Delving into new methods and techniques

07/06/2017 09:40 / Author: Miriam van der Sangen / Photography: United Nations / Category: International developments
A major conference in the world of statistics took place in Brussels from 13 to 17 March: NTTS 2017, New Techniques and Technologies for Statistics – ‘Increasing Data Relevance for All’. The conference attracted around 600 representatives from national and international statistical institutes and various universities. Hundreds of other experts followed the presentations via livestream. By using social media channels which were made available throughout the conference, participants were able to provide comments, ideas and substantive responses during the discussions. Statistics Netherlands (CBS) was actively represented by a large number of statisticians.

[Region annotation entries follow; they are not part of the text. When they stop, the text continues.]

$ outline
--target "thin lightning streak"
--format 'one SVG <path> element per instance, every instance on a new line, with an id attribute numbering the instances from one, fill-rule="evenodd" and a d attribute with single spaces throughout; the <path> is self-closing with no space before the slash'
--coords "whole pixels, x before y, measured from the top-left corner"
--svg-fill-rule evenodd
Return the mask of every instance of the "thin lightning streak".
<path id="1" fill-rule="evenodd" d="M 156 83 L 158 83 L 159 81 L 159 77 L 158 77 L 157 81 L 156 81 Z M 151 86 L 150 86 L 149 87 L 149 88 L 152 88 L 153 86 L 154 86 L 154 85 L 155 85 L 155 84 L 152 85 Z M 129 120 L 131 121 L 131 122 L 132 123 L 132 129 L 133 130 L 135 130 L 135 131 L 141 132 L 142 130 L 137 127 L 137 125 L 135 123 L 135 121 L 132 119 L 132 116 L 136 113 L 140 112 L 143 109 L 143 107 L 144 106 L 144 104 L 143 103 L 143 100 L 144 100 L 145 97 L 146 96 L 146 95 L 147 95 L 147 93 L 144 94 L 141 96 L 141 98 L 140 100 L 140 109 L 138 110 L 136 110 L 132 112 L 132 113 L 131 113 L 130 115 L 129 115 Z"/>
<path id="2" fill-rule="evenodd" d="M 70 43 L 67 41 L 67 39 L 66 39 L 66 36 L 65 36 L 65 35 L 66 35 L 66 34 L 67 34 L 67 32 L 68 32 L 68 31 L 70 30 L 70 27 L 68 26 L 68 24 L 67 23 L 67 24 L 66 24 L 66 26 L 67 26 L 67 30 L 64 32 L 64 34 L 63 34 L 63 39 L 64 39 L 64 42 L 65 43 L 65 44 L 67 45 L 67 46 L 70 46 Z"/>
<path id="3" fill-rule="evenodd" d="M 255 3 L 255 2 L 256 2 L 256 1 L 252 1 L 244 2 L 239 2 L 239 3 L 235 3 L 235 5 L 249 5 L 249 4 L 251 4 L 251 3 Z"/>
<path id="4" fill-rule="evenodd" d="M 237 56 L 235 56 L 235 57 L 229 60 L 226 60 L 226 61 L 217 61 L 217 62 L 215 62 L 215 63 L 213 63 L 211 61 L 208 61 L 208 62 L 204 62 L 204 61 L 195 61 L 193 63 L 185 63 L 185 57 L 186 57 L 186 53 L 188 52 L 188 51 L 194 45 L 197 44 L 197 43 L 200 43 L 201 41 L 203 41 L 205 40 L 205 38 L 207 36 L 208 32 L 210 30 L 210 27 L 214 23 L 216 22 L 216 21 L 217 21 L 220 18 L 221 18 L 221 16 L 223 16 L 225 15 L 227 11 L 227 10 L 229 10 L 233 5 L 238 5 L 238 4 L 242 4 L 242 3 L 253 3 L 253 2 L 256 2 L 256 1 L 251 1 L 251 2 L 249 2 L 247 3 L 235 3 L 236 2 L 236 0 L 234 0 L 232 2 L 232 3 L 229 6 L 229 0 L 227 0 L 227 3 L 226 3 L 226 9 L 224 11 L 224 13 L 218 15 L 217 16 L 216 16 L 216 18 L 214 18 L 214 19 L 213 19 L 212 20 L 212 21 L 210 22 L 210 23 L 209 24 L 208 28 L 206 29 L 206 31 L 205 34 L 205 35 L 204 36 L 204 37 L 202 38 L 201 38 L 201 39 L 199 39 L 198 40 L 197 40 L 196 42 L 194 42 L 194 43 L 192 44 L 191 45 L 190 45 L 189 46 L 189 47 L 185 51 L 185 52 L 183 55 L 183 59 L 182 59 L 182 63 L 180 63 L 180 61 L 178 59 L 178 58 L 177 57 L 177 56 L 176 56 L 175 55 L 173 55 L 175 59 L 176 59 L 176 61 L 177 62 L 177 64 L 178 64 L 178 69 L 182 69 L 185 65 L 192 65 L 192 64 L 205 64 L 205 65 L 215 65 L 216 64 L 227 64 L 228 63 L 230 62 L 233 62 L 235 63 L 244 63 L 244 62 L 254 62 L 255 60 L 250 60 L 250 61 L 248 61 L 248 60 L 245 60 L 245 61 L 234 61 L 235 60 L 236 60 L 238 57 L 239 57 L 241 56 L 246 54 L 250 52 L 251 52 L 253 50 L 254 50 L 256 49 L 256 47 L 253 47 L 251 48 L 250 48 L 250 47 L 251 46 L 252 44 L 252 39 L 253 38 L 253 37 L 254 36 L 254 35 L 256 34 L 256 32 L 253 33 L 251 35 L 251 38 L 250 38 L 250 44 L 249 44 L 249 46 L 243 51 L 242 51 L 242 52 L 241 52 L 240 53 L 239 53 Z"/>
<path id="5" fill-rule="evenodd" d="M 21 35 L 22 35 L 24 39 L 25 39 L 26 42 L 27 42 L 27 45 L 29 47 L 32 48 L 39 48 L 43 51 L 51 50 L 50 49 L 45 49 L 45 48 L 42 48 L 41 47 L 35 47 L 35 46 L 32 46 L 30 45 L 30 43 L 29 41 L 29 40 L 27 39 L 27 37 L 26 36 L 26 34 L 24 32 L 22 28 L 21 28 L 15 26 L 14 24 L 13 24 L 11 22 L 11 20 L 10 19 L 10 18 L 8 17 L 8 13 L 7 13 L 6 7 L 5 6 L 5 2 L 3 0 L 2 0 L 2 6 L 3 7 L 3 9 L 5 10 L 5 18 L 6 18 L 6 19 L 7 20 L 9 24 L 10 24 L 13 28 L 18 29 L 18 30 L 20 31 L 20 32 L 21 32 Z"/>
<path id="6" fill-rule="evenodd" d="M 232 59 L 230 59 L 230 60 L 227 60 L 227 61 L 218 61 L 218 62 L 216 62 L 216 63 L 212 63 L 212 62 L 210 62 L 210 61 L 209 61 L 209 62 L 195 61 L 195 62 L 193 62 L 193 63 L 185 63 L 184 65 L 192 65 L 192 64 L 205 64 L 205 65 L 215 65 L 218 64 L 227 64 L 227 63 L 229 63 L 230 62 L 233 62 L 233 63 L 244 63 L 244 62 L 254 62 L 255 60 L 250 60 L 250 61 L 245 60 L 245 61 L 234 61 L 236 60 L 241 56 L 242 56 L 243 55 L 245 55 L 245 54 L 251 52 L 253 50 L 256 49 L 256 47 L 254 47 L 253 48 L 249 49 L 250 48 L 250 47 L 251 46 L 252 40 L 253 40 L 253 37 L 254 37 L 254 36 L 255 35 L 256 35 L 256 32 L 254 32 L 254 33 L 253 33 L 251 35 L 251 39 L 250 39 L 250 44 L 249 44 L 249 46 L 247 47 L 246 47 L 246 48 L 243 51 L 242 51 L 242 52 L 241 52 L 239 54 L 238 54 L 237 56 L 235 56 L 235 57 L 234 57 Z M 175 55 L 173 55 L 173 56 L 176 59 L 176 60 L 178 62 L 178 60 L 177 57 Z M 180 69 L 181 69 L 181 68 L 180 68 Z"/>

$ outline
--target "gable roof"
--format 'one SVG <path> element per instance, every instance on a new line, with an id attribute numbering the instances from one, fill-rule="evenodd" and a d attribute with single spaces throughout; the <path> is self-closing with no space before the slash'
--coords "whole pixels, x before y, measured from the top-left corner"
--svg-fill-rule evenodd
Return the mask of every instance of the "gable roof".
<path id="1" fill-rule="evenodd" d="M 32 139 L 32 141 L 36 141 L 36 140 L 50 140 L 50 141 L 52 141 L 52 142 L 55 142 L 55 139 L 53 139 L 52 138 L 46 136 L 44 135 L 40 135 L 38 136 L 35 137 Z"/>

Exchanging knowledge and ideas

The NTTS conference is a biennial scientific conference series organised by Eurostat on new developments in statistical production, dissemination and data collection. The key focus is on exchange of knowledge and ideas among the participants. Dr Emanuele Baldacci, Chief information officer at Eurostat – the statistical office of the European Union – explains: ‘NTTS focuses on existing and new methods and techniques which can be applied in official statistics production. It also addresses opportunities arising from innovation. In a nutshell, NTTS is the place to be if you are interested in the current debate in official statistics.’

Trends

Which new emerging trends were observed during the meeting? ‘There were three main trends that emerged clearly across sessions. First, mainstreaming the use of multiple data sources for statistical production, which can significantly impact the timeliness and granularity of statistical products. To benefit from it, statistical offices have to team up to invest in data analysis projects. Second, communication of statistics is essential in the post-truth society we live in, where public opinion is less influenced by objective facts than by emotion and personal conviction. Statistical offices should learn to be proactive in addressing information needs of different users. Finally, in the era of big data and algorithms, quality of statistics is key and and statisticians have a responsibility in this area.’

Hackathon

Eurostat organised a hackathon as a side event to the conference, with 22 teams from many different European countries. What was the main goal of this hackathon event for Eurostat? ‘It was a terrific experience,’ Baldacci says. ‘The hackathon unleashed the power of creativity in the use of data to answer key policy questions. National teams were given the challenge to come up with innovative statistical services to assess skills allocation in labour markets, gaps and discrepancies, and emerging demands. It was great to see teams working day and night to hack different data sources sitting with their laptops in the hotel lobby. In the award ceremony Eurostat DG Mariana Kotzeva pointed out that the Hackathon is not a one-off event but a new way of working together: in teams, with a dedicated focused goal, and with a challenging issue to solve.’

Census

Among the many NTTS participants representing Statistics Netherlands was Eric Schulte Nordholt, leader of the Census project at CBS. He gives regular lectures on this topic both at home and abroad. At the conference, he showed how CBS has carried out a project, subsidised with a Eurostat grant, to develop an imputation method (replacing missing data, ed.) which makes the existing Educational Attainment File (EAF) suitable for use in the next population census, Census 2021. ‘We used to obtain information about the highest educational attainment of the Dutch population from the Dutch Labour Force Survey (LFS). But that survey covers only 1 percent of the Dutch population. The new Educational Attainment File covers 60 percent of the population, is more detailed and of better quality.’ The project has meanwhile entered phase two, with phase one completed after one and a half years. ‘We are now going to compile tables based on the new EAF file. After this summer, we will be comparing the old and the new file. Then we will see how the new information is to be published.’ According to Schulte Nordholt, there was a lot of interest in his presentation at the NTTS conference. ‘It is very important to share ‘Best Practices’ as not every country has enough time and capital to set up all kinds of new projects.’